Les prix suscitent par nature des comportements qui en font un petit théâtre des vanités. Libre à ceux qui les organisent d’en faire quelque chose de plus ambitieux. Cet objectif est en tout cas celui qui nous anime depuis la création du Prix d’architectures 10+1 l’année dernière et nous espérons que cette deuxième édition, dont les lauréats ont reçu leur distinction le 17 septembre 2020 au Centre Georges-Pompidou, assoira encore davantage sa légitimité. Depuis des mois, nous avons passé des journées entières à visiter des bâtiments et des heures à débattre : le temps d’un jury, en plusieurs étapes, doit surtout être celui de la réflexion et de la remise en cause de ses propres jugements. Composé de critiques ou de journalistes souvent auteurs réguliers de la rédaction de d’a, le jury du Prix d’architectures 10+1 rassemble des points de vue parfois très opposés. Au-delà des critères qui font consensus – qualités d’usage, rigueur constructive, dialogue fécond avec le site, pertinence budgétaire… –, certains privilégient la virtuosité spatiale, d’autres la manière dont les projets interrogent la discipline par leur inscription dans son continuum historique, d’autres encore s’interrogent sur leur capacité à jouer un rôle social ou à répondre aux bouleversements des conditions de production, que ce soit l’inexorable déclin des savoir-faire des entreprises ou la haute technicité numérique qui s’impose désormais.

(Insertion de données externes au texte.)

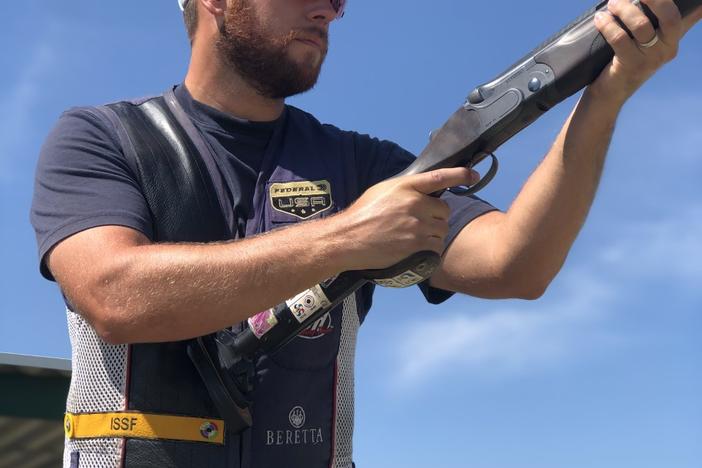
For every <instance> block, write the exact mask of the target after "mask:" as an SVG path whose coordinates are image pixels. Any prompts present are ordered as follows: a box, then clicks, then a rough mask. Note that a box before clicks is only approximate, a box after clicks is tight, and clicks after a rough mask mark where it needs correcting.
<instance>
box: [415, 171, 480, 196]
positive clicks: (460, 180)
mask: <svg viewBox="0 0 702 468" xmlns="http://www.w3.org/2000/svg"><path fill="white" fill-rule="evenodd" d="M475 181H476V180H475V171H472V170H470V169H468V168H465V167H452V168H448V169H437V170H435V171H430V172H424V173H422V174H416V175H411V176H408V177H407V183H409V184H410V185H411V186H412V187H413V188H414V189H415V190H417V191H418V192H421V193H424V194H427V195H428V194H431V193H434V192H438V191H439V190H444V189H447V188H449V187H457V186H459V185H471V184H473V183H474V182H475Z"/></svg>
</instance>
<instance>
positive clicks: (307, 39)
mask: <svg viewBox="0 0 702 468" xmlns="http://www.w3.org/2000/svg"><path fill="white" fill-rule="evenodd" d="M295 40H297V41H300V42H303V43H305V44H307V45H311V46H313V47H316V48H318V49H320V50H322V49H324V46H323V44H322V41H321V40H320V39H317V38H311V37H296V38H295Z"/></svg>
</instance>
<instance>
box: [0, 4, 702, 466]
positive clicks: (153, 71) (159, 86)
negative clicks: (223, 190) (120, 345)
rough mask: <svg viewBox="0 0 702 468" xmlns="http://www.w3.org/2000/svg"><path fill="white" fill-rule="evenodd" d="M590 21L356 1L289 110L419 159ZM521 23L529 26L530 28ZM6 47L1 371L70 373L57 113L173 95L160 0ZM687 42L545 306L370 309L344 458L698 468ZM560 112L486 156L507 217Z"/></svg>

La plupart des réalisations sélectionnées ont déjà fait l’objet d’une critique dans d’a. Mais même en s’imposant le maximum d’objectivité, leurs auteurs analysent les projets selon leur propre grille de lecture. Le jury offre alors une nouvelle opportunité de confronter les regards et de rebattre les cartes. Et au-delà des divergences de chacun, ce que les débats tentent de faire émerger, ce sont les projets qui, par leur présence, produisent un moment proprement architectural.
Cela peut paraître – à tort – provocant, mais les réalisations primées ne sont pas forcément pour le jury les « meilleurs bâtiments ». Il existe en France beaucoup de réalisations remarquables, rigoureusement mises en œuvre, répondant avec justesse au programme, aux usages auxquels elles sont destinées. Les réalisations que nous avons retenues ont bien sûr aussi toutes ces qualités. Mais ce qui nous a conduits à les distinguer est souvent leur capacité à faire bouger les lignes, à nous remettre en question autant comme architectes que comme critiques. C’est aussi leur aptitude à renouveler les réponses aux enjeux auxquels les pratiques actuelles ne paraissent pas offrir des solutions suffisamment pertinentes. André Tavares, président de notre jury l’année dernière, écrivait très justement que « le prix forme un triangle entre le public, la critique et la production architecturale, et cette triangulation, garantie d’un champ en mouvement, active la dynamique des idées, des formes, des techniques et de la pensée ».
Les réalisations choisies peuvent être de natures extrêmement diverses par leur programme, leur taille ou leur budget mais aussi par l’esthétique qu’elles développent. Quatre opérations de logements sociaux ont par exemple été primées cette année, chacune très différente et pourtant innovante à sa manière, que ce soit en cassant les conventions du modèle dominant (Sophie Delhay) ou en réinterprétant complètement un modèle délaissé (Abinal & Ropars). Mais pour ce prix 2020, nous avons voulu mettre en valeur ce qui nous paraît être un des défis majeurs à venir : est-il encore possible d’endiguer l’implacable dégradation des territoires ruraux, ces territoires depuis longtemps complètement abandonnés de l’architecture ? Cette destruction, souvent irréversible, est une catastrophe aussi patrimoniale qu’économique. Heureusement, une nouvelle génération d’architectes a eu le courage de s’y intéresser, d’aller au-devant d’une commande qu’il leur a fallu inventer ou susciter, là ou personne ne les attendait. La transformation d’une grange abandonnée en boulangerie au centre d’un petit bourg de Moselle par l’agence Gens est parfaitement emblématique de ce combat, mais c’est l’Atelier du Rouget, qu’anime Simon Teyssou, qui est sans doute la figure majeure de ce renouveau. Un lent et patient travail d’acculturation des édiles locaux, une architecture aussi savante que rigoureuse et la mise en œuvre de pratiques vertueuses notamment dans l’emploi de matériaux locaux lui ont permis de réaliser des opérations exemplaires, comme cet aménagement de Mandailles-Saint-Julien pour lequel il a été couronné du Grand Prix d’architectures 2020. Alors, si ce prix pouvait, par les pratiques qu’il met à l’honneur, susciter des vocations et faire prendre conscience que les territoires ruraux peuvent aussi être sauvés par l’architecture, notre ambition n’aura pas été vaine.